Just one day before Saturday’s march, Trump ordered the Interior Department to “reconsider” safety regulations on offshore drilling that were established in the wake of the Deepwater Horizon oil spill in the Gulf of Mexico. Trump’s agenda of dismantling environmental protects may be the most successful aspect of his first one hundred days.
The People’s Climate March was called by the People’s Climate Movement, a coalition founded in the wake of the of the massive climate march held in New York City in 2014. The network brought together a broad range of organizations and movements around the goal of building a response to the urgent challenge of addressing climate change. The group organized protests in more than twenty states, in addition to the march on the White House.
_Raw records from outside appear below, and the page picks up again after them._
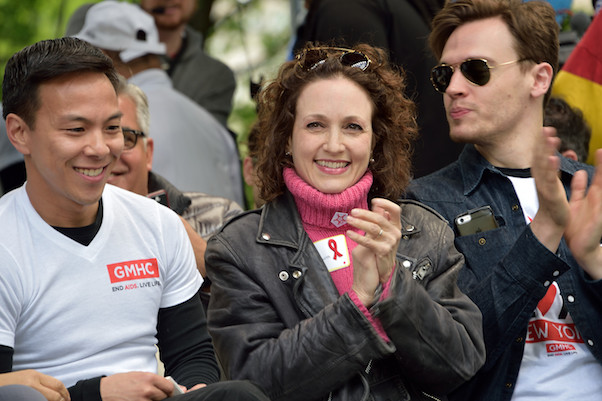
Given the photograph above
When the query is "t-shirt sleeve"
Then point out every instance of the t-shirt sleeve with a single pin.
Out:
(182, 279)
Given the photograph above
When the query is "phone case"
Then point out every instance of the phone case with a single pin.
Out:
(475, 221)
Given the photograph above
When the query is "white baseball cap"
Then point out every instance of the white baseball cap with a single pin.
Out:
(123, 27)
The movement’s platform calls for rapid reductions to greenhouse gases and toxic pollution and proactive measures to help communities and workers negatively affected by the shift away from fossil fuels towards sustainable energy sources, among other goals.
The importance of protecting the country’s water, air and environment is increasingly embraced by millions of people in the U.S. across regions, racial differences and across the political spectrum.
Even in coal-producing states like West Virginia, there is consensus between environmental groups and coal producers that there is a need to to trap carbon before it enters the atmosphere, to slow the pace of climate change.
However, the Trump Administration’s seeming resolve to turn back the clock on both recent and long-standing environmental protections flies in the face of scientific consensus and popular sentiment.
Construction of the Keystone XL Pipeline, which had been stopped in 2015, may resume construction in the wake Trump’s executive orders, which face challenges in court.
“It’s like a zombie movie,” says Semans, In reference to Keystone XL’s possible revival. “We keep killing it and killing it, but it keeps coming back. Our goal is to leave the oil in the ground.”